Barrelfish Project ETH Zurich



# **Barrelfish Specification**

Barrelfish Technical Note 10

Barrelfish project

01.01.2015

Systems Group Department of Computer Science ETH Zurich CAB F.79, Universitätstrasse 6, Zurich 8092, Switzerland http://www.barrelfish.org/

# **Revision History**

| Revision | Date       | Author(s)      | Description     |
|----------|------------|----------------|-----------------|
| 0.1      | 01.01.2009 | AB,SP,TR,AS,AK | Initial Version |
| 0.2      | 01.01.2015 | GZ             | Update ABI etc. |

# Contents

| 1 | Barrelfish Kernel API  |        |                                                  |    |  |  |
|---|------------------------|--------|--------------------------------------------------|----|--|--|
|   | 1.1                    | System | n Calls                                          | 4  |  |  |
|   |                        | 1.1.1  | SYSCALL_INVOKE – Capability Invocation Interface | 4  |  |  |
|   |                        | 1.1.2  | SYSCALL_YIELD – Yield the CPU                    | 5  |  |  |
|   |                        | 1.1.3  | SYSCALL_DEBUG – Debug system calls               | 5  |  |  |
|   |                        | 1.1.4  | SYSCALL_REBOOT – Reboot the system               | 7  |  |  |
|   |                        | 1.1.5  | SYSCALL_NOP                                      | 7  |  |  |
|   |                        | 1.1.6  | SYSCALL_PRINT                                    | 8  |  |  |
|   |                        | 1.1.7  | SYSCALL_SUSPEND                                  | 8  |  |  |
|   |                        | 1.1.8  | SYSCALL_GET_ABS_TIME                             | 8  |  |  |
|   | 1.2                    |        |                                                  | 8  |  |  |
|   |                        | 1.2.1  | Disabled                                         | 8  |  |  |
|   |                        | 1.2.2  | Register save areas                              | 8  |  |  |
|   |                        | 1.2.3  | Dispatcher Entry Points                          |    |  |  |
|   |                        | 1.2.4  | Interrupt delivery                               | 10 |  |  |
|   |                        | 1.2.5  | Exception delivery                               | 11 |  |  |
|   | 1.3                    | Sched  | uling                                            | 11 |  |  |
|   | 1.4                    | TODC   | )                                                | 12 |  |  |
| 2 | Barrelfish Library API |        |                                                  |    |  |  |
|   |                        | 2.0.1  | Initial Capability Space                         | 13 |  |  |

# Chapter 1

# **Barrelfish Kernel API**

## 1.1 System Calls

The section defines the specification of the common system call API that is provided by a Barrelfish CPU driver.

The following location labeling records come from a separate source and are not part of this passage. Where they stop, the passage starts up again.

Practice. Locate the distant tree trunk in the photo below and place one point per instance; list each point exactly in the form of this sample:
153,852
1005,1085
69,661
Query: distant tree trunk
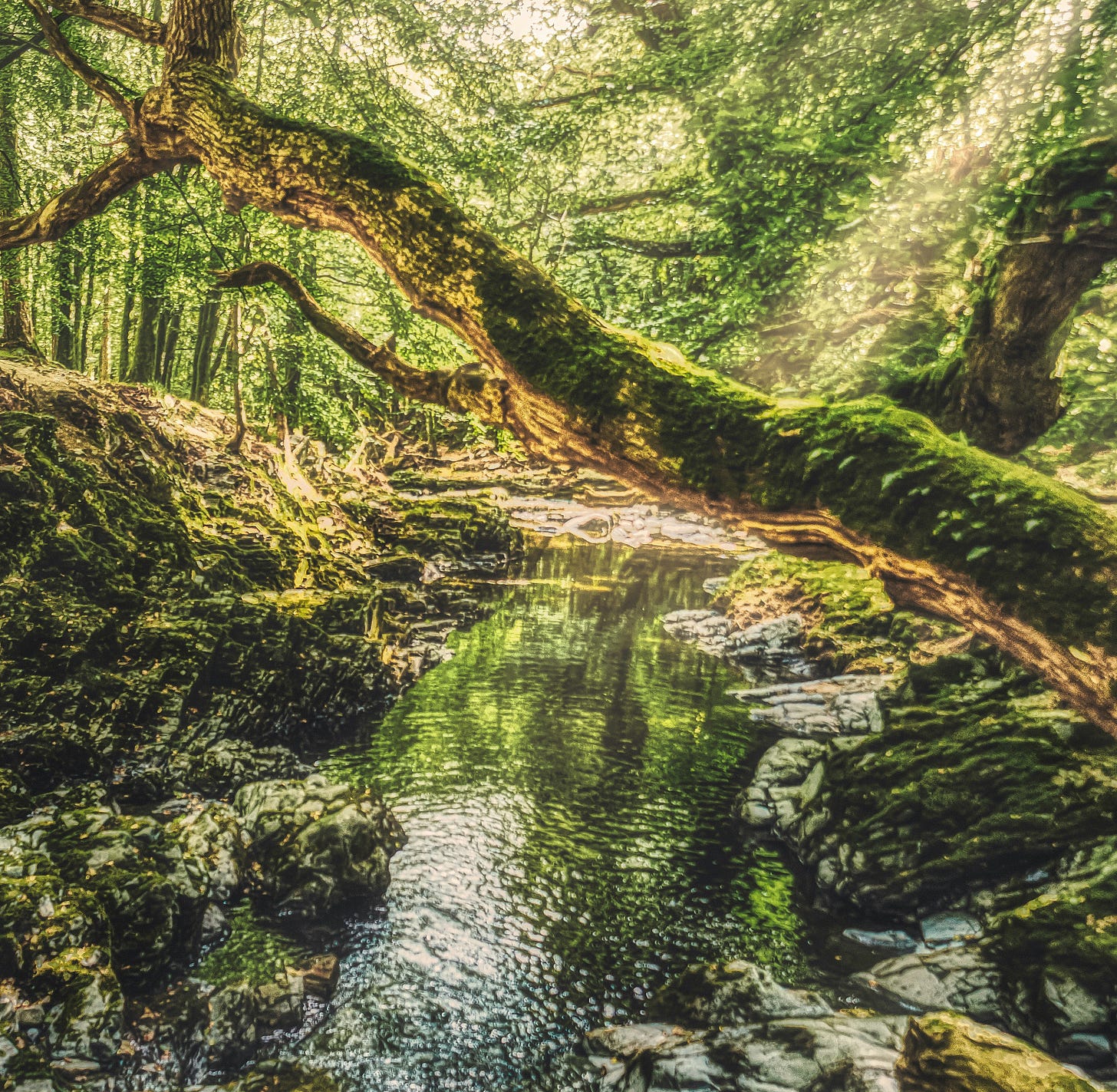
104,359
146,361
201,374
16,328
238,394
1004,387
170,347
68,294
90,275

Currently we have the following system calls:

| SYSCALL_INVOKE       | Invoke a capability.             |  |  |
|----------------------|----------------------------------|--|--|
| SYSCALL_YIELD        | Yield the CPU.                   |  |  |
| SYSCALL_LRPC         | Fast LRPC.                       |  |  |
| SYSCALL_DEBUG        | Benchmarking and debug syscalls. |  |  |
| SYSCALL_REBOOT       | Reboot the machine.              |  |  |
| SYSCALL_NOP          | No operation.                    |  |  |
| SYSCALL_PRINT        | Write to console.                |  |  |
| SYSCALL_SUSPEND      | Suspend the CPU.                 |  |  |
| SYSCALL_GET_ABS_TIME | Get time elapsed since boot.     |  |  |

#### 1.1.1 SYSCALL\_INVOKE – Capability Invocation Interface

The invoke call acts as a generic system call to apply operation on various OS objects (also known as capabilities). For any given object, a distinct set of operations are applicable depending on the capability type.

This system call takes at least one argument, which must be the address of a capability in the caller's CSpace. The remaining arguments, if any, are interpreted based on the type of this first capability.

Other than yielding, all kernel operations including IDC are (or should be) provided by capability invocation, and make use of this call. The possible invocations for every capability type are described in the capability management document (TN-013).

This system call may only be used while the caller is *enabled*. The reason is that the caller must be prepared to receive a reply immediately and that is only possible when enabled, as it requires the kernel to enter the dispatcher at the IDC entry point.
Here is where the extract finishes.